Cybersex can be done by two consenting adults which the Act cannot prohibit them on doing because nothing is illegal of the act of two adults.The Cybercrime Prevention Act of 2012 also defined cybersex which is The willful engagement, maintenance, control, or operation, directly or indirectly, of any lascivious exhibition of sexual organs or sexual activity, with the aid of a computer system, for favor or consideration.
Posting merely sarcastic opinion as long as you post in in the cyberspace can make a person liable of libel. The basis of such is from the Supreme Court of the Philippines which ruled that even ironic, suggestive, or metaphorical language could be considered libelous.
Section 1 of Article III of the Bill of Rights of the 1987 Constitution provides that ‘no person shall be deprived of life, liberty or property without due process of law, nor shall any person be denied the equal protection of the laws.’ However, under Section 19 of the Cybercrime Prevention Act, ‘when a computer data is prima facie found to be in violation of the provisions of this Act, the Department of Justice (DOJ) shall issue an order to restrict or block access to such computer.'” No court intervention is needed, the DOJ can go right ahead and compel you to stop publishing your posts.
The penalties is too much for the convict because you may spend a maximum of 12 years in prison and be fined a maximum of ₱1,000,000.
MCPIF is protecting and promoting freedom of speech and expression on the Internet. It also protects the right of the people to petition the government through Internet for redress of grievances. The right of citizens to publish to the Internet without the requirement of a license is also specifically addressed.
These are expressions which causes injury or damage to another person. Internet libel: defined as “public and malicious expression tending to cause the dishonor, discredit, or contempt of a natural or juridical person, or to blacken the memory of one who is dead, made on the Internet or on public networks”;Hate speech: defined as “public and malicious expression calling for the commission of illegal acts on an entire class of persons, a reasonably broad section thereof, or a person belonging to such a class, based on gender, sexual orientation, religious belief or affiliation, political belief or affiliation, ethnic or regional affiliation, citizenship, or nationality, made on the Internet or on public networks” and;Child pornography.

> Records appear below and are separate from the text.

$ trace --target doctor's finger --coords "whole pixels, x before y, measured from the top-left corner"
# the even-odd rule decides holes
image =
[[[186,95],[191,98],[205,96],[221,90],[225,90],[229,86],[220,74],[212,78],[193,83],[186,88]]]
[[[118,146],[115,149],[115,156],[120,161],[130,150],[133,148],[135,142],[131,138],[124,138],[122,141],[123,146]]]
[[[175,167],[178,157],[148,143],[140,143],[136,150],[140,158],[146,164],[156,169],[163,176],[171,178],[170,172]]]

Atypically, the definition of Internet hate speech is incredibly limited, with the Act stating that it shall not lie if the expression “does not call for the commission of illegal acts on the person or class of persons that, when they are done, shall cause actual criminal harm to the person or class of persons, under existing law” and if it “does not call for the commission of illegal acts posing an immediate lawless danger to the public or to the person who is the object of the expression.”
MCPIF also promotes universal access to the Internet, it allows for the suspension of an individual’s Internet access as an accessory to other penalties upon conviction of certain crimes, with certain checks and balances. It prevents persons or entities offering Internet access for free or for a fee from restricting access to the Internet or limiting content that may be accessed by guests, employees or others without a reasonable ground related to the protection of the person or entity from actual or legal threats, the privacy of others who may be accessing the network, or the privacy and security of the network as provided for in the Data Privacy Act of 2012 (RA 10173) or this Act.